One of the biggest hurdles in becoming a musician is learning how to practice.

To paint a familiar picture..

You grind your teeth and groan, committing yourself to one final crack at your solo. Playing it the third time through, you think, “this time, I will play perfectly!” The first few measures go well, and you nail that difficult shift, and wonder what is for dinner. Also, what was that look Suzie gave you today? Did that mean anything? Was she trying to tell you something with her eyes? Can you talk with your eyes? What if human beings didn’t have mouths and could only communicate with their eyes? How would we eat? Can you absorb food through your-
Oh. The piece is over. Was it perfect? You don’t know. You aren’t even really sure at this point how you played through the whole thing without even watching the music. You could try again… or you could just take, like, a five minute break and play Fallout 4. Just five minutes won’t hurt, right?

And, alas, you are surprised when you don’t see any improvement after 3 weeks.

Okay, I will try to keep this short. You have a life. Cello probably isn’t your only interest, so if you are going to practice, don’t waste any time. Below I have outlined the most common practice problems and how to mitigate them.

Getting Started: Personally, I find this to be the most difficult task. If you have a particularly busy day, set a timer for your practice so that you are not distracted by watching the clock. Make sure you have water nearby, and that the room you are in is at a comfortable temperature. Turn off your phone! That tweet can wait- I promise.

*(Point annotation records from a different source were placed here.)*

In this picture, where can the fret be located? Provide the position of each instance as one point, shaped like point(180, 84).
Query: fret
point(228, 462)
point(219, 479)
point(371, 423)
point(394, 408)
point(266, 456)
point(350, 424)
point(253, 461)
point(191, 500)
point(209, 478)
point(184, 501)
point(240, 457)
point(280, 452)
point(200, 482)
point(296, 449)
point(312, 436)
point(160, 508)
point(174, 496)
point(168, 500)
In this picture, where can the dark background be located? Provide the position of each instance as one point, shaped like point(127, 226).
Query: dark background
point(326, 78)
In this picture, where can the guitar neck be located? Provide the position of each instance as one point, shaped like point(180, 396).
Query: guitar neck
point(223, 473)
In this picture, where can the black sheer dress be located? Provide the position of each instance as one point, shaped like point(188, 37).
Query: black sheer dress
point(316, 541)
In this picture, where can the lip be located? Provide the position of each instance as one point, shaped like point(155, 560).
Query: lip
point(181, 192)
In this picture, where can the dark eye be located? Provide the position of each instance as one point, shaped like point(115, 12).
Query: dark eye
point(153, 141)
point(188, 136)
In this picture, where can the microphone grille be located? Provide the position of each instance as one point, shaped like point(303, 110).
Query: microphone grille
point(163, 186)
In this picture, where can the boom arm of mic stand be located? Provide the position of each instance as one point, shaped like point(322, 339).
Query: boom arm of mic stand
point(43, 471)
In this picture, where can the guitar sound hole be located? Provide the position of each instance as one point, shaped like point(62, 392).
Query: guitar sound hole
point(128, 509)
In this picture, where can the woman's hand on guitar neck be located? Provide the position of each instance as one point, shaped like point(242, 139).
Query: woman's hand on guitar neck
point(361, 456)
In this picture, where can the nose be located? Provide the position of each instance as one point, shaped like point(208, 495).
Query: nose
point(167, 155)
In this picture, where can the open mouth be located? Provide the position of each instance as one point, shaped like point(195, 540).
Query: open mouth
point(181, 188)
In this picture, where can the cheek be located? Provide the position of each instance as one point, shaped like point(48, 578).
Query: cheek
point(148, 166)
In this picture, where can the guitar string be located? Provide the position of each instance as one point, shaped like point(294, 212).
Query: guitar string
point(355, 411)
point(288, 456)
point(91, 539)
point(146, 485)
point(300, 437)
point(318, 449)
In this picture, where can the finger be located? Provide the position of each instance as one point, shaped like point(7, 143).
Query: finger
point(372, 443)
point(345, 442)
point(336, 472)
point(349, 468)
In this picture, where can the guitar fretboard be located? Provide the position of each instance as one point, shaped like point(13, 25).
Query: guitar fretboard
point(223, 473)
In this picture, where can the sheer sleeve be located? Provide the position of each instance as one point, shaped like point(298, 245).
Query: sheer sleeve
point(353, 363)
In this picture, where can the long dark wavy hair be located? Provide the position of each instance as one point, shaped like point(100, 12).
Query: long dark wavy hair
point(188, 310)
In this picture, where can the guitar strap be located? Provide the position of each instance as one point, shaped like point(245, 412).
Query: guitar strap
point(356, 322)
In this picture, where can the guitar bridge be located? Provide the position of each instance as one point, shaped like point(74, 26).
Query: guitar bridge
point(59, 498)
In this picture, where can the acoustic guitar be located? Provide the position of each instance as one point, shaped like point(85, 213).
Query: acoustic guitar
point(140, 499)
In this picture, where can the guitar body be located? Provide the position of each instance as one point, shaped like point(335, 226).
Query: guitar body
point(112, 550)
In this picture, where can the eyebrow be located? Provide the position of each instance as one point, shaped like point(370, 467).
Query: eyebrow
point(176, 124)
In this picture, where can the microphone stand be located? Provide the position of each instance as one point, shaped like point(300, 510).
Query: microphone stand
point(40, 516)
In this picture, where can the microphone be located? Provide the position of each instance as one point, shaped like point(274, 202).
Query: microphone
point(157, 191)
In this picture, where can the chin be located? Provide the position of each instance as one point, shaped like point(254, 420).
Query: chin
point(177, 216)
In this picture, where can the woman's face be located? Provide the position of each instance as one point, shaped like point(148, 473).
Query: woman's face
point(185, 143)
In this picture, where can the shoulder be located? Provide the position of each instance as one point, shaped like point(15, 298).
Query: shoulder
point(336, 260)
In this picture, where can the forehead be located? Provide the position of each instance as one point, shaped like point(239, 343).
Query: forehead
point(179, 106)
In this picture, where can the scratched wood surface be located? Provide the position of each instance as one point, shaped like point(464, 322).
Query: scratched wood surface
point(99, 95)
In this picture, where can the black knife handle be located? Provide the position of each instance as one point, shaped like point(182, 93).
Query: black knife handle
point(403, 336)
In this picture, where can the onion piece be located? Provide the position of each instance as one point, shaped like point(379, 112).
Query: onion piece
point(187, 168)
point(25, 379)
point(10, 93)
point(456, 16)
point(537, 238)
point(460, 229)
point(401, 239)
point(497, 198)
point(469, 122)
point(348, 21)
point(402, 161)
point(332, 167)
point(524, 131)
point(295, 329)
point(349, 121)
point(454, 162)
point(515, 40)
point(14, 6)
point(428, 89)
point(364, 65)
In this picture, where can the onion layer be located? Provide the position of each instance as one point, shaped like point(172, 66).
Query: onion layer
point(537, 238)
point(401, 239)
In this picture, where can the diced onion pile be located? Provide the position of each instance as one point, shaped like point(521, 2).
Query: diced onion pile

Purpose: Even if you only have 15 minutes to practice, you can get a lot done provided that you keep a clear purpose. I love to have small post-it notes on hand to jot down notes for tomorrow’s practice so that I know what to work on. Post-it notes are also helpful to keep you focused on just a few measures. Put one at the beginning and at the end of the section you want to drill- this will force you to stick to this passage until you have accomplished your goal. Mindlessly running through pieces is your worst enemy. Find your weakness, and make a plan to fix it.

Using your tools: If you were taking a math test and were given the option to use a calculator, would you? Of course! The same thing goes with a metronome. They can be difficult to get used to, but when you learn how to use one properly, it will improve the efficiency and accuracy of your practice tenfold. Likewise, use a drone for tuning difficult passages.

Physicality: Believe it or not, playing cello is very similar to playing a sport. You should warm up before you play and stretch afterwards to avoid injuries. I highly encourage a weekly practice of something like ballet, yoga, or hip-hop dance. Not only will this keep you limber and help protect you from injury, but activities that make you use very specific muscles will give you a better understanding of how your body works, and therefore, how employ the best technique possible.

Finally, don’t let practice become a chore. You may not love it every day, but make sure you are not hating it. Find pieces you enjoy playing, and remind yourself often why you decided to work at this. Remember, if it was easy, everyone would do it.